Крест высадил меня у автобусной остановки, недалеко от дома родителей. Срок формального траура истекал сегодня, и отца дома не было. Тетя Сельма, хозяйничавшая на кухне, сказала, что он вышел погулять. Она была в фартуке — интересно, откуда он взялся? У нас в доме никогда не было ничего подобного. Наверное, привезла с собой. Тетя Сельма всегда носила фартук — наверное, даже во сне. Я стоял и наблюдал, как усердно она чистит раковину. Сестра моей матери, сестра Солнышка. Тихая и незаметная, тетя Сельма принадлежала к тем, кто живет всю жизнь не высовываясь. Как будто боится привлечь к себе излишнее внимание. Все ее воспринимали как некую данность — она просто существовала, не более того… Детей у них с дядей Мюрреем не было. Не знаю точно почему. Правда, однажды я краем уха слышал, как родители говорили о мертворожденном ребенке. И вот я смотрел на тетю Сельму словно впервые. Еще одно человеческое существо, которому каждый день приходится бороться, чтобы прожить жизнь достойно…

— Спасибо, — улыбнулся я.

Тетя Сельма кивнула.

Я хотел сказать, что люблю и ценю ее, хочу чаще ее видеть, особенно теперь, когда мамы нет, и что мама была бы этому рада… Но не смог. Вместо этого я подошел и обнял ее. Сначала тетя Сельма застыла в изумлении от такого внезапного выражения любви, но потом расслабилась.

— Все будет хорошо, — сказала она.

Любимые места прогулок отца были мне хорошо известны. Я перешел Коддингтон-Террас, старательно обойдя стороной дом Миллеров. Отец его тоже всегда обходил — уже много лет. Пройдя через несколько дворов, я зашагал по дороге, пересекавшей речку, в сторону городского стадиона. Сезон уже закончился, и бейсбольное поле пустовало. Отец одиноко сидел на самом верху трибуны. Помню, как он любил ходить сюда в прежние времена, как тренировал местную команду вместе с Бертилло и Горовицем, своими лучшими друзьями, а потом шел с ними пить пиво. Оба умерли от инфаркта, не дожив до шестидесяти… Помню белую майку и зеленую кепку отца, как он с улыбкой утирал пот со лба, как лицо его светилось от счастья, особенно если играл Кен… И сейчас, сидя рядом с ним, я знал, что у него в ушах до сих пор звучат аплодисменты и крики болельщиков, он ощущает запах сырой глины и пота, снова переживает ту радость, которой больше нет…

Отец улыбнулся:

— Помнишь тот год, когда мама судила матчи?

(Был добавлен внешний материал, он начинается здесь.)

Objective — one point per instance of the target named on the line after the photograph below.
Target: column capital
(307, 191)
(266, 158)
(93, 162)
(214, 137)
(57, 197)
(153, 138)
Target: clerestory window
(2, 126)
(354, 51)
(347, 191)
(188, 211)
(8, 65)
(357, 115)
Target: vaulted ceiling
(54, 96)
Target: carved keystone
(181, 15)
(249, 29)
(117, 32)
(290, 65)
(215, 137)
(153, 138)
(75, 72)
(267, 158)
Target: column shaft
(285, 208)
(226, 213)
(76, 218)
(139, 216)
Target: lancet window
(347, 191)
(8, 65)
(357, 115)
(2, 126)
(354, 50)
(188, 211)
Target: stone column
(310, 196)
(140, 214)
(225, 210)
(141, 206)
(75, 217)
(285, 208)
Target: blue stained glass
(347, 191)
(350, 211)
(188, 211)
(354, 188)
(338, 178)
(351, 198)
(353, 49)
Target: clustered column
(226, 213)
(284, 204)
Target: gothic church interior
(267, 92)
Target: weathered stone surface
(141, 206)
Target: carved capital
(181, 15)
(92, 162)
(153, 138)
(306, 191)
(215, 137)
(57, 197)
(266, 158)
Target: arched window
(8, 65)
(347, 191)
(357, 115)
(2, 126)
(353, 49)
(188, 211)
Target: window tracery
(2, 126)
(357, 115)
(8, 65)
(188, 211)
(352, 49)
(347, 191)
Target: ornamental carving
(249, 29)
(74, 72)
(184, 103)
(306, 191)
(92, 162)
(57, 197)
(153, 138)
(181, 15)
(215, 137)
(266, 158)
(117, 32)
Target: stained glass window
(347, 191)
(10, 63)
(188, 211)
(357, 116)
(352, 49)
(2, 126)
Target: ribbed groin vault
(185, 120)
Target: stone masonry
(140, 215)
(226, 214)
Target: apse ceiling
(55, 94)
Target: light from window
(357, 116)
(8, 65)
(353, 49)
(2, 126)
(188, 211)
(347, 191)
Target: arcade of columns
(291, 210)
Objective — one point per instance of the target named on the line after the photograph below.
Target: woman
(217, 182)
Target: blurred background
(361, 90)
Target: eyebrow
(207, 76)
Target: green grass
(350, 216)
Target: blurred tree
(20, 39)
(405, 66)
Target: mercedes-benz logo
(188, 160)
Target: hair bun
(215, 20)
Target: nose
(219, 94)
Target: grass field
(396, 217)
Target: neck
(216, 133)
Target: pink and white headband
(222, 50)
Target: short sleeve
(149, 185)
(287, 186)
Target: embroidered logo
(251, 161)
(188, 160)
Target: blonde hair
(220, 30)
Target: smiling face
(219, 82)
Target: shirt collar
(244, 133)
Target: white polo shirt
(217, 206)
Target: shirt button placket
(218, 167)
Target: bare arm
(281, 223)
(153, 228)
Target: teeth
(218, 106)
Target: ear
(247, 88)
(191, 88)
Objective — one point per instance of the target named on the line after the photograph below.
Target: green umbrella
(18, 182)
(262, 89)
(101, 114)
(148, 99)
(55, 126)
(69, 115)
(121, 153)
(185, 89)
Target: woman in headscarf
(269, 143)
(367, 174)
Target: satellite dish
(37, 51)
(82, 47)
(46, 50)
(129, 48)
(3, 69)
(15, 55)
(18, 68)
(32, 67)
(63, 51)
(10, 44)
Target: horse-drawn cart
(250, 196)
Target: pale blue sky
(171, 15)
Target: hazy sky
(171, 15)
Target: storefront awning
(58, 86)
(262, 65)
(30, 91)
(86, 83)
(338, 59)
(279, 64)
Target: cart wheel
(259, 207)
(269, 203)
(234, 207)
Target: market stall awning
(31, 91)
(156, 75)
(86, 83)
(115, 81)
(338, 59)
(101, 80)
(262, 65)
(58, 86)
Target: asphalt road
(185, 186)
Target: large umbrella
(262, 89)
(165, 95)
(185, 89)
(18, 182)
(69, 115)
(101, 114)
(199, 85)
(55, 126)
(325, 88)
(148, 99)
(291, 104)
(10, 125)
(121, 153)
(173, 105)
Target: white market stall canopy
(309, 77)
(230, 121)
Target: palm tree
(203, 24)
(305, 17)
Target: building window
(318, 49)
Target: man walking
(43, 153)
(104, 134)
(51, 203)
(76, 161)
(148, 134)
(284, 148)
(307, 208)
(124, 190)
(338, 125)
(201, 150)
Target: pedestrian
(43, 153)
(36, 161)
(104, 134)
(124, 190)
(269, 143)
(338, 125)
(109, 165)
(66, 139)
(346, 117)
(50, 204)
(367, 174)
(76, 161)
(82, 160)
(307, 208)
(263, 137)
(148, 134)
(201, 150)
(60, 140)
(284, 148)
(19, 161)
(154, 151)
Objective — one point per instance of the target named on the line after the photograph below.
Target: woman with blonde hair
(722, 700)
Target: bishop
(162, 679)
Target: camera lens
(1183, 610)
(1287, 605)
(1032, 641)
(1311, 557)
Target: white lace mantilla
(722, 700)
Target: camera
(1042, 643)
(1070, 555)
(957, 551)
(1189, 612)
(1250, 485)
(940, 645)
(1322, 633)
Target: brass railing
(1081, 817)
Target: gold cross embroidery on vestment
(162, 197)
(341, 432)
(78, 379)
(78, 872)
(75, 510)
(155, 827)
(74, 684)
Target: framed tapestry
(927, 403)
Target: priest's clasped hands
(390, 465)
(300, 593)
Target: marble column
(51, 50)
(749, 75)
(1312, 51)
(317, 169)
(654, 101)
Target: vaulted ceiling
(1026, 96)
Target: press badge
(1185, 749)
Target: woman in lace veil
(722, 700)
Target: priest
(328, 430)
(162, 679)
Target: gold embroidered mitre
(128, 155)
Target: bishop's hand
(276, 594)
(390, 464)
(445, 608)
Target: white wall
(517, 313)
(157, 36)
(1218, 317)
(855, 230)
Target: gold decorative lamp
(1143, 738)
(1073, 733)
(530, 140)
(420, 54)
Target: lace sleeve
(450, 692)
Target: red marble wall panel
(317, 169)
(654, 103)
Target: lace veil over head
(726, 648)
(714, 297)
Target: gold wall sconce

— Не очень. Мне тогда сколько было — четыре?

— Да, около того. — Он покачал головой, все еще улыбаясь, погруженный в воспоминания. — Она тогда увлеклась женским равноправием. Носила футболки с лозунгами: «Место женщины — в сенате» и все такое… Тогда еще девушкам не разрешали играть в Лиге, понимаешь? А она, когда узнала, что женщин-судей тоже не бывает, взяла свод правил и доказала, что это не запрещено.